Poussin

Nicolas Poussin (b.1594- d.1665). Born in Les Andelys, France of a peasant family, Poussin's earliest encounter with painting was through the work of Quentin Varin, who came to Les Andelys in 1611 to create a number of altarpieces. Inspired by Varin, Poussin left home in 1612, going to Rouen, where he worked with Noel Jouvenet, and then to Paris. He studied with Ferdinand Elle, the Flemish portrait painter and possibly also with Lallemant. Poussin was commissioned with Philippe de Champaigne (b.1602-d.1674) to do work for the Luxembourg Palace c.1621. Illustrations for Ovid's Metamorphoses were commissioned by the Italian poet Marino, his first patron, c.1623. After two abandoned journeys, he arrived in Rome in 1624 and married in 1630. Poussin returned to Paris in 1640, worked for Louis XIII and Richelieu, and was responsible for decoration of the Long Gallery of the Louvre.

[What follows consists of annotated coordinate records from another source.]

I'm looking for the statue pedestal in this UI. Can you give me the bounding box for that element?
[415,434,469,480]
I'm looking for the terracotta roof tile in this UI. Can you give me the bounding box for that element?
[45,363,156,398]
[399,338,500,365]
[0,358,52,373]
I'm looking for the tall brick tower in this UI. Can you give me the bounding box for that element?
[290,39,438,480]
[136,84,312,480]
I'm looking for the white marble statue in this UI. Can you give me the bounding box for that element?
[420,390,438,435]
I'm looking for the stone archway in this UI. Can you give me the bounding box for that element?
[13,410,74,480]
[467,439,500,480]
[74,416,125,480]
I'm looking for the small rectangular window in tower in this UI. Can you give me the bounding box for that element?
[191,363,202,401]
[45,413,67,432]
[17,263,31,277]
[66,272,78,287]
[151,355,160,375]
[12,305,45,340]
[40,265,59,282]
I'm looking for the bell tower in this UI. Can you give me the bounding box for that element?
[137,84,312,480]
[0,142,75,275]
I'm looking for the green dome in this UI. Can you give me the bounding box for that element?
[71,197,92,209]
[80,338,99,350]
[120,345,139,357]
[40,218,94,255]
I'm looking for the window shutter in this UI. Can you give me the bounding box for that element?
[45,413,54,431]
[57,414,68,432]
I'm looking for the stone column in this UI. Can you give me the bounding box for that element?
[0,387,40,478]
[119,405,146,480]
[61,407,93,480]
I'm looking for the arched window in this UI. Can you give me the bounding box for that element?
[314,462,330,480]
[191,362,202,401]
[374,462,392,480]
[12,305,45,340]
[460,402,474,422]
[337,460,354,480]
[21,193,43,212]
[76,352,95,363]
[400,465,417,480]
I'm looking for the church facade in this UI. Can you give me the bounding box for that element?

In 1642 Poussin left Paris for Rome where he continued to live and work for the last twenty-three years of his life. Poussin is celebrated for his Titian influenced Pagan or mythological paintings and his highly influential form of history-pictures. Ruskin's view of Poussin was slightly more generous than his attitude to either Claude or Gaspard Poussin.